7. Offene, vertrauensvolle Atmosphäre
Nicht zuletzt, wenn auch hier an letzter Stelle, ist es natürlich enorm hilfreich, wenn von Anfang an eine offene und vertrauensvolle Atmosphäre herrscht, auch der Trainerin gegenüber.
Dann können Zweifel und Fragen formuliert werden, auch Kritik geäußert werden, sie können sagen, womit sie nicht klarkommen, wo sie was anderes erwartet haben, wo sie Hilfe brauchen. Dazu muss es dann natürlich auch einen Raum geben, zeitlich und organisatorisch.
Dann ist die Chance groß, das wieder richten zu können, so dass ein Teilnehmer dabeibleibt, der sich sonst vielleicht verkrümelt hätte.

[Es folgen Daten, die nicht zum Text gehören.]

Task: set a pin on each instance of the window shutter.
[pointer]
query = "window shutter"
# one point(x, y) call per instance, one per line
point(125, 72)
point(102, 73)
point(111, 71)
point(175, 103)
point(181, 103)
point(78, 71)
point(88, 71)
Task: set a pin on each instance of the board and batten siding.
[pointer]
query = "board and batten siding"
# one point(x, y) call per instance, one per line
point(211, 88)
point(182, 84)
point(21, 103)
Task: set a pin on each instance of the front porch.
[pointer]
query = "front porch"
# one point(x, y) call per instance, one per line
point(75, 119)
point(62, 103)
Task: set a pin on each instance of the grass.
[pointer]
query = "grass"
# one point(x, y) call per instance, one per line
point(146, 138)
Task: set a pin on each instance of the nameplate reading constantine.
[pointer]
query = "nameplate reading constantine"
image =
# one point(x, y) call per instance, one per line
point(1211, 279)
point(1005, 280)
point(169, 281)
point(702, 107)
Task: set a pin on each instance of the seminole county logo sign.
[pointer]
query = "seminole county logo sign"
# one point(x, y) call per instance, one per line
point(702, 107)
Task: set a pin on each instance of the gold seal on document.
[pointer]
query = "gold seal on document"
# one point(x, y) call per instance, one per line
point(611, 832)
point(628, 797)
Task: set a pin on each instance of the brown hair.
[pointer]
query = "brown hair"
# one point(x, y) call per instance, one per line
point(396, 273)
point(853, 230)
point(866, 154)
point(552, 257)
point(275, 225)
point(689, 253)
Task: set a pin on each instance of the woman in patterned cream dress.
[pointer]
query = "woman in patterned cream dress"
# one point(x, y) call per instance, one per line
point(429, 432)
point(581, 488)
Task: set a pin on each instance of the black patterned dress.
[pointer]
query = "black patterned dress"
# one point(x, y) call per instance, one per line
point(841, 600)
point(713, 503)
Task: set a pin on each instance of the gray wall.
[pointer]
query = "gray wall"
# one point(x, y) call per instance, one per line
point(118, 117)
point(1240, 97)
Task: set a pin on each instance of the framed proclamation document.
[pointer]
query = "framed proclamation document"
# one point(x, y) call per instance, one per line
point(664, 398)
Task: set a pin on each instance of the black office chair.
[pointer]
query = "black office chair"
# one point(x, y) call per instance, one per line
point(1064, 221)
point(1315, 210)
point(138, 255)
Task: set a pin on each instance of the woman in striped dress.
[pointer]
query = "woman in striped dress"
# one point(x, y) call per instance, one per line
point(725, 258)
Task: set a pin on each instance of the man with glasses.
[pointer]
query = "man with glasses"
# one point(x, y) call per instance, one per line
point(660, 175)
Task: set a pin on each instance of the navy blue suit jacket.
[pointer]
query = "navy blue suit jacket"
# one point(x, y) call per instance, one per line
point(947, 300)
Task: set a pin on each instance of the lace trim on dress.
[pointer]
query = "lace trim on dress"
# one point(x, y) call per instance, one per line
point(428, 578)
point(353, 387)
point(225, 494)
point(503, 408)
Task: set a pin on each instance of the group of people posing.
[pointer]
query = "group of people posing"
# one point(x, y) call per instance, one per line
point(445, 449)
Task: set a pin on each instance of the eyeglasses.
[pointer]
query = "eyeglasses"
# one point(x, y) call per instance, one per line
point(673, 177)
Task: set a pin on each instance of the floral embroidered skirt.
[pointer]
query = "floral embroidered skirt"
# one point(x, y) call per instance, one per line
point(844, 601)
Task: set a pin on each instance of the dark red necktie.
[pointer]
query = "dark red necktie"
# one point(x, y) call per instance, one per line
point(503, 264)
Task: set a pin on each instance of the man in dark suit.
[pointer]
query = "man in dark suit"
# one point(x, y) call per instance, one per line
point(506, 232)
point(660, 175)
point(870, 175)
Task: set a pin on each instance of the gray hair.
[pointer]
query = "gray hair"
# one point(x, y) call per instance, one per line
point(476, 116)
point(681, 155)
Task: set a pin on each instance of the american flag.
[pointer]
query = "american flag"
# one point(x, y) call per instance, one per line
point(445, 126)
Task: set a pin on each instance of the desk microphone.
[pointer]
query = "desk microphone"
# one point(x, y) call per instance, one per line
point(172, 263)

All das ist natürlich bei reinen PowerPoint-Vorträgen, wo die Teilnehmenden nur mal was in den Chat schreiben können, kaum möglich.
Aber in einem interaktiven Seminar, das zudem garniert ist von vielfältigen Energizern, die noch einmal zusätzlich für eine gute Atmosphäre und positive Gruppendynamik sorgen, sind solche Klärungen selbstverständlich und angstfrei möglich.